Uses the first file found in the given list to process the incoming request.

Example:

location / {
  try_files $uri $uri/ /index.php$is_args$args;
}

The above will cause Nginx to:

  • Try to serve the exact file request by the URI. For example, if the URI is /about.html, try serving that file from the filesystem.
  • If that file doesn’t exist, try to serve the directory. For example the the URI is /about, try serving /about/<index> where <index> is the index files you configure via the index directive.
  • If neither the file nor an index at the directory exists, internally rewrite the request to /index.php and pass the query string.
    • $is_args will be converted to ? if there were query parameters in the original request of an empty string if there were none.
    • $args will be converted to the actual query parameters from the original request.
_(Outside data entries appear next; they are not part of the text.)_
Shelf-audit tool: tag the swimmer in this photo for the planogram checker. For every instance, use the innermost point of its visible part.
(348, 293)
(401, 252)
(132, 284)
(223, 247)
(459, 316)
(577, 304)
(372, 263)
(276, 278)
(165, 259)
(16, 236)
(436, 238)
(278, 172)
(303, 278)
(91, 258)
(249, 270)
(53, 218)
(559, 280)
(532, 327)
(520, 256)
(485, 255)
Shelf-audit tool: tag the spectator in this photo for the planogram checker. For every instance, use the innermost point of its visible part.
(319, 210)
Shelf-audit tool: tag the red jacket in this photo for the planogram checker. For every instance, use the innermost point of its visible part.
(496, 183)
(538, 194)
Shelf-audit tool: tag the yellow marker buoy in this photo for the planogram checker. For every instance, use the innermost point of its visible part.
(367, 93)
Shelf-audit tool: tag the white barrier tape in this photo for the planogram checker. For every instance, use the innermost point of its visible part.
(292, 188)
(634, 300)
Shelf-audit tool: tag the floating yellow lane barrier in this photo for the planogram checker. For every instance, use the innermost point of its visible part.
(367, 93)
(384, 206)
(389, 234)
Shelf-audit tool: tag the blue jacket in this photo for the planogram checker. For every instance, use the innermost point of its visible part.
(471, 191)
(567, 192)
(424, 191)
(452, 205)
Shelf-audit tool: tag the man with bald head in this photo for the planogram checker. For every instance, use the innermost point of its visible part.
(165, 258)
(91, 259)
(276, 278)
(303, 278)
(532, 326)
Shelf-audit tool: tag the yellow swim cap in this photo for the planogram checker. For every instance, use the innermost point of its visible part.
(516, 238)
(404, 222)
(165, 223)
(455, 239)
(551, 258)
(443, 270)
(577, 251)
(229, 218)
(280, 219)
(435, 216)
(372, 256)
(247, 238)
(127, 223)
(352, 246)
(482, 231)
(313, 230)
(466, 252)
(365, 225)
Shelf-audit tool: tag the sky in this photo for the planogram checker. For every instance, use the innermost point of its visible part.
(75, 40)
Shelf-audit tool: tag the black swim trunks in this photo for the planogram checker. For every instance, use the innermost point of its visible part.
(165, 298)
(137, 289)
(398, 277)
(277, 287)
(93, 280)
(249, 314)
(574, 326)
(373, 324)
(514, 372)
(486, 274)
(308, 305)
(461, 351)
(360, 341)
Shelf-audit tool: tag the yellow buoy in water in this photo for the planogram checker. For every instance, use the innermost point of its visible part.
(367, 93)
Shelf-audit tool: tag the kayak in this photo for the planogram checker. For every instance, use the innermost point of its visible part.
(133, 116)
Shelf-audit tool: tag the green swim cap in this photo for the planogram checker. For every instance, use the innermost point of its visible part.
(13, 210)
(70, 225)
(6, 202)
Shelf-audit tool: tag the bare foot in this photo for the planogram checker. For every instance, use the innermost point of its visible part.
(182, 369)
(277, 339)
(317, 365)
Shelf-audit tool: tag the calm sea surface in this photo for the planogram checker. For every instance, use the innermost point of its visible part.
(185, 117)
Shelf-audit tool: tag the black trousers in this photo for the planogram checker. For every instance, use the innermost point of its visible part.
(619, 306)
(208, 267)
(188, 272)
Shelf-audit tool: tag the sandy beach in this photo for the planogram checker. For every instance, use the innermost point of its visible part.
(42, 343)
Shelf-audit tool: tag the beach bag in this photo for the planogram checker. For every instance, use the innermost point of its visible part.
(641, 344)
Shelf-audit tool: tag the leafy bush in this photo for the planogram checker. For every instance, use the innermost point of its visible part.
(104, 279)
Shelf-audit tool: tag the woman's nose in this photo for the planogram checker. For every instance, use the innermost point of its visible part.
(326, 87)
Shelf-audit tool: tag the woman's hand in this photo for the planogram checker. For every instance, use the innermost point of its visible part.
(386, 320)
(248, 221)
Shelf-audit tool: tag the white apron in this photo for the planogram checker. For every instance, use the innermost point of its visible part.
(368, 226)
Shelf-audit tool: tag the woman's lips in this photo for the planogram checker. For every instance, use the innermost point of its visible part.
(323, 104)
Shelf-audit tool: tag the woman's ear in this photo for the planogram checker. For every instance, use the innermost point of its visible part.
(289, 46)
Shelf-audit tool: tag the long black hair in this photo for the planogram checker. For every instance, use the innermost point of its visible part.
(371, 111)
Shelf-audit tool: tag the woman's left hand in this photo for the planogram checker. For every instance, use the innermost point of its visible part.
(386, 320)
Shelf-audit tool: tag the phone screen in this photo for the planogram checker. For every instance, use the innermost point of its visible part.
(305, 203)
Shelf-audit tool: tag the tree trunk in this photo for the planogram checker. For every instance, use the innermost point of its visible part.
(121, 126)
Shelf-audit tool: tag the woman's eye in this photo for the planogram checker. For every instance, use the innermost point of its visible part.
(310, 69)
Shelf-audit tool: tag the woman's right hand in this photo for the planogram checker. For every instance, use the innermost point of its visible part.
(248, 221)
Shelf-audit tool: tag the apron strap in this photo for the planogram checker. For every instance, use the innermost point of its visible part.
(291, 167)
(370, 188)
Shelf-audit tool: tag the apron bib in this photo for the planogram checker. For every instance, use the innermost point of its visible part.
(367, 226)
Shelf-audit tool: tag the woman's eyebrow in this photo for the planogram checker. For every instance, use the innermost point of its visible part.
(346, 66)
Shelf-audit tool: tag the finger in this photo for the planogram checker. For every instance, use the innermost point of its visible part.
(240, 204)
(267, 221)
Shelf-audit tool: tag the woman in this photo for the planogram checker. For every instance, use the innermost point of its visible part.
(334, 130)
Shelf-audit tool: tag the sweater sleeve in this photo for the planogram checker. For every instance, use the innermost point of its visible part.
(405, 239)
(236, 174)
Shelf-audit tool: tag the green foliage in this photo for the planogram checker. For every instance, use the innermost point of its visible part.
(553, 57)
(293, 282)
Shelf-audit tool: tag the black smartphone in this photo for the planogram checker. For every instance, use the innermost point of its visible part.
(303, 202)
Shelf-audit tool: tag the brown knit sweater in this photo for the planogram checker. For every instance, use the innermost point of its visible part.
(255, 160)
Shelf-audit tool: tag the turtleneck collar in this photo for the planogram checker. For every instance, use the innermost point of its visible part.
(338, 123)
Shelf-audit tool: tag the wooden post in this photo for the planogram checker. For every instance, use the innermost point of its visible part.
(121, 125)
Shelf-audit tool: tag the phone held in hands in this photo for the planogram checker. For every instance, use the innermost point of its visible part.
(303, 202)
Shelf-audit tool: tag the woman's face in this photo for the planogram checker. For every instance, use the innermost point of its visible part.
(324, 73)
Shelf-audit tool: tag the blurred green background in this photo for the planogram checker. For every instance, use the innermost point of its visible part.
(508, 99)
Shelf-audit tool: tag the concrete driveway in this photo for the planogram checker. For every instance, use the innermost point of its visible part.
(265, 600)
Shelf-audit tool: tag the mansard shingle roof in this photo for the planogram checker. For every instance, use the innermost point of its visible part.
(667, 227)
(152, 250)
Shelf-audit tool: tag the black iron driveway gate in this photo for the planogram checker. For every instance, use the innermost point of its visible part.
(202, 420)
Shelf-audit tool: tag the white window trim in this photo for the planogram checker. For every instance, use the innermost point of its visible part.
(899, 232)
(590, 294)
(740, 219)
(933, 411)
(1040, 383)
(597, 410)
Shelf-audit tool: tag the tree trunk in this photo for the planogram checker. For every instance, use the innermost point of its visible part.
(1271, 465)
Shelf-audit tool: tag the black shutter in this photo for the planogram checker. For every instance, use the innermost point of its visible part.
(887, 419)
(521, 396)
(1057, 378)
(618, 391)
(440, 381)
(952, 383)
Let’s consider an example request for:

GET /about-us?lang=en

With the try_files config from earlier, Nginx will do the following:

  • Try and serve the file /about-us if it exists in the file system at the given root location (see the root directive).
  • Try and serve /about-us/<index-files> if it exists.
  • If the above fails, rewrite the request internally to /index.php?lang=en.

sendfile

Can either be on or off.

If on, Nginx will use the operating system’s sendfile() system call to transfer file contents directly from the disk to the network socket, without copying the file into user space.